Mommy's Corner · Uncategorized

Freaking out again, like always.

I feel like every blog post from here on out is going to start this way but I’m such an emotional wreck this week. So many things happened and are happening…can we please freeze time for a little awhile?

How is it possible that in a mere three days, THREE DAYS, my tiny little newborn is going to be 9 months? How is it possible that she’s been growing and living on this Earth for the same amount of time that I carried her in my tummy for? I was going to count the days and hours but I hadn’t even started yet and I was already tearing up…

The past 9 months have felt like such a whirlwind. It feels like a whole lifetime ago that I found I was pregnant for the first time, or that we sat in the hospital for 17 hours in labour. My pregnancy with Nora felt like it went by so fast compared to actually being by her side. I’m thankful that these past months went by slowly and that I was able to appreciate and enjoy every single moment. I never want to forget this time with her, how tiny her feet are, her smell, how she looks at me, all her first milestones. I want to remember how much she likes to throw herself off furniture, and how the only way to get her to laugh is to pretend to drop her. I still can’t believe how far we’ve come!

(Insert pic on Sunday -9 months in, 9 months out)

I know it will start to go by quicker once the new baby comes and as they get older, the years will fly by before my eyes. So I’m going to enjoy the next few months with her being as present as I can be, stare at her for as long as I please, and inhale her scent for just a little too long.

I never thought I could love someone, or be as proud of someone as I am with my baby girl. For those who know me, yes I’ve felt the love of a Mother before, Cloe will always be my first baby, and I love her as much as I love my own, but I can’t take all the credit for the amazing child she has become today. To love every single inch and fibre of a human being is incredible.

In honour of Nora turning 9 months, I want to pull up my big girl socks and finally write her birth story. As she gets older and new moments fill my brain, I don’t want to forget a single detail about that day (even though I probably already have.) I know it’s going to be hard to write, and it’s going to be hella long, but I feel like it’s important for me as a parent to put all my emotions down and write it as raw as it can be. I’m hoping it will help me to mentally prepare for this second birth as well.

Speaking of second birth, we found out this week that Baby B is indeed a little boy! I’m still in disbelief as there’s not many boys in my family and I don’t see myself raising any boys, but he is super healthy and that’s all that matters. I know we are lucky to have been blessed with one of each gender, and it will keep things interesting thats for sure! We’ve finally been able to feel a few kicks on the outside, but he’s been hanging out really low in my pelvic area so it’s harder to feel. I also really want peanut butter, like all the time, on everything.

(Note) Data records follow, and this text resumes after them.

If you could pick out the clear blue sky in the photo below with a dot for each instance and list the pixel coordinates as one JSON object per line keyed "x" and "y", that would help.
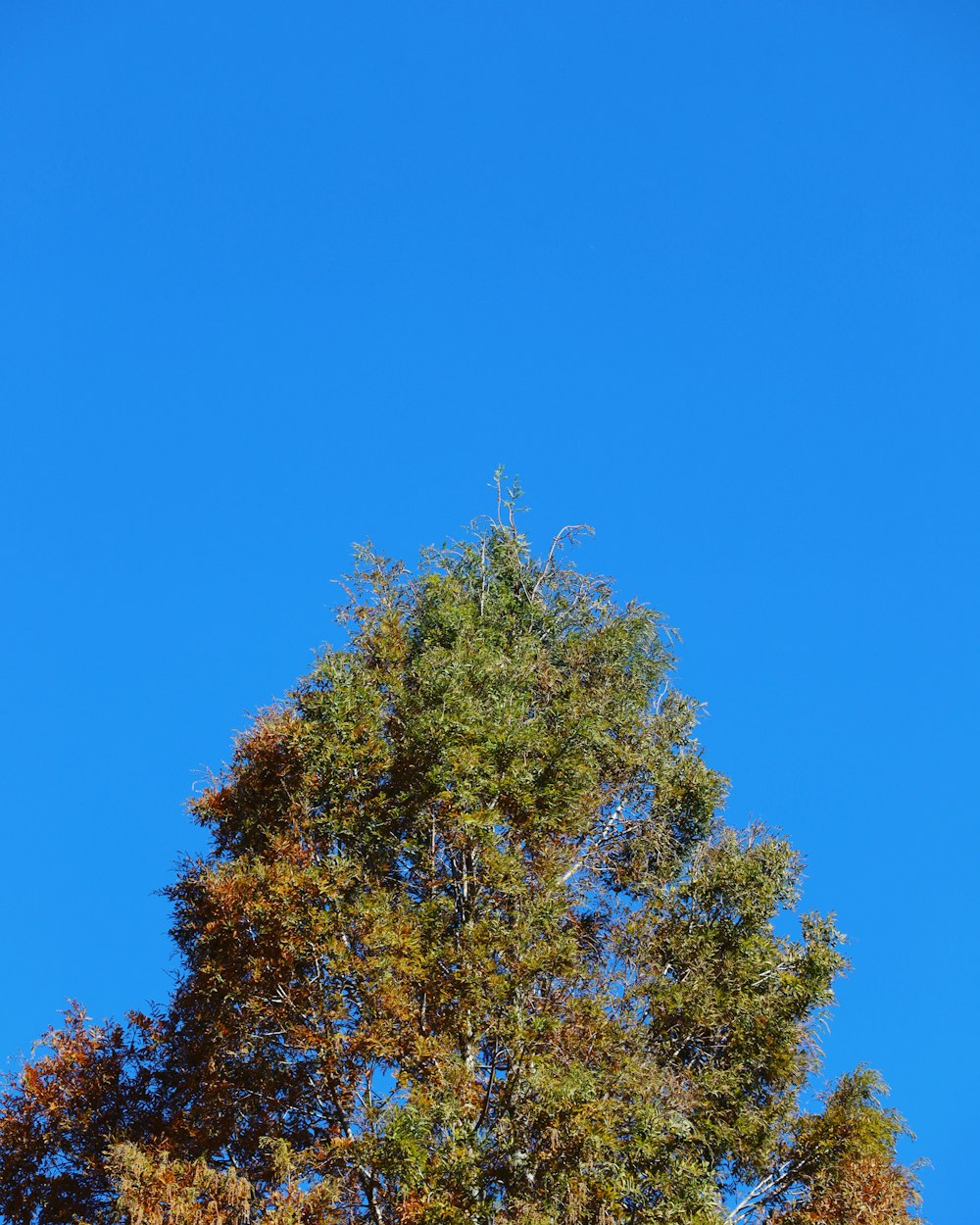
{"x": 707, "y": 274}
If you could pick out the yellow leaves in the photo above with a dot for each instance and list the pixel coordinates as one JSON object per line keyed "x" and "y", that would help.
{"x": 155, "y": 1190}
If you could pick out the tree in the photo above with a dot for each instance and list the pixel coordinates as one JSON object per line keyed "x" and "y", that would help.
{"x": 470, "y": 945}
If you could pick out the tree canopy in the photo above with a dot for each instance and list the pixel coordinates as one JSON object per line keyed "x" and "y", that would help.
{"x": 471, "y": 944}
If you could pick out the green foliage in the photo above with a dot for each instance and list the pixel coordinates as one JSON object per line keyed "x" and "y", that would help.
{"x": 471, "y": 945}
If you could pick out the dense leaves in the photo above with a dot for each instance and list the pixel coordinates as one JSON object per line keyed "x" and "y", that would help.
{"x": 470, "y": 945}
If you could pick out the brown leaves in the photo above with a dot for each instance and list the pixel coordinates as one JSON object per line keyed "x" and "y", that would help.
{"x": 153, "y": 1190}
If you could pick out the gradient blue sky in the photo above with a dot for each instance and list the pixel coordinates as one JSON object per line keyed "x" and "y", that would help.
{"x": 707, "y": 274}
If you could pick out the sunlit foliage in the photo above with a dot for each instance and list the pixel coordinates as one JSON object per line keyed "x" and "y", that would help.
{"x": 470, "y": 945}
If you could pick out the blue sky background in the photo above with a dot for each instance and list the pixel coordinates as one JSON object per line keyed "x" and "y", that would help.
{"x": 706, "y": 274}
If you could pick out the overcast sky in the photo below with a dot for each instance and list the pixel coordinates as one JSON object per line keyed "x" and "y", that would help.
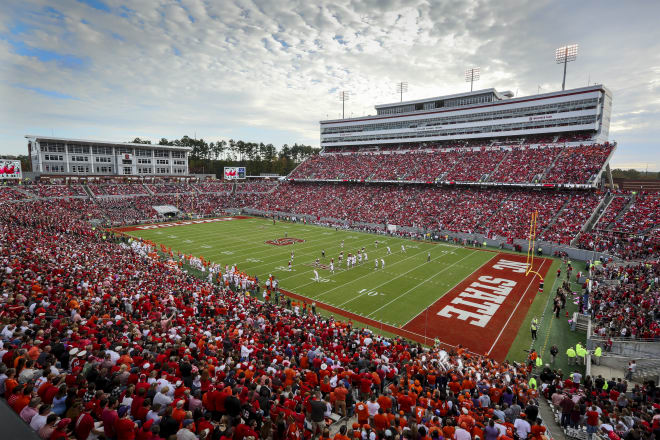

Please spam me with any tips/tricks on raising a boy (yes I know to point it down!) and if you’ve written a birth story I would love to read it!

xo

Julie

4 thoughts on “Freaking out again, like always.

  1. I wrote my birth story on my blog, but it might traumatize you. lol. YES! Peanut butter on everything! That was a constant craving of mine. I ate granny smith apples smothered in them. Honestly, I left my son intact. We aren’t Jewish, so I don’t see the point of removing part of his body that protects the penis. Yes, I am saying penis in your comment section! Seriously, everyone warned me that he would have infections, but he never has EVER! I actually read and did my research and it turns out that circumcised boys are actually more likely to get infections because the penis is unprotected. If you do decide to leave your boy intact, the first time his penis head “appears” it is going to freak you out. lol. It appeared a lot sooner than what I was told. About 18 months old, his skin released. I don’t have to do anything special. I just wipe him when he pees. He takes a bath about every other night. I see a little tooth on Nora! Awe! So cute! Just remember whatever you decide for your son is your decision. Honestly, the way I see it, it should be his decision for when he gets older to decide. I haven’t seen many in my life, but all the ones I’ve seen were intact. Don’t know why American culture is so obsessed. lol. It’s your family. At 2 1/2, my Dean is such a cuddle bug. It doesn’t change anytime soon.

    Liked by 1 person

    1. Haha thanks mama! It was never an option for us, were leaving him as is as well! I guess I have to get used to the word “penis” cause apparently they’re obsessed with them lol. I love that he is still a cuddle bug! Nora isn’t very cuddly so that would be nice. Did you freak out the first time he got an erection? Because I heard that happens a lot too!

      Liked by 1 person

      1. Every morning and he even humps his pillow now. lol. He does that when he is tired and ready for a nap. It’s more of a nuisance than a shock because you have to wipe that area. lol. Since he was born, every morning….In the early months, he would pee as soon as you tried to open the diaper. Never got it in the face, but close. The first time the head of the penis peeked through the skin was scary with a morning erection! I took him to the ER b/c I thought something was wrong with it. lol.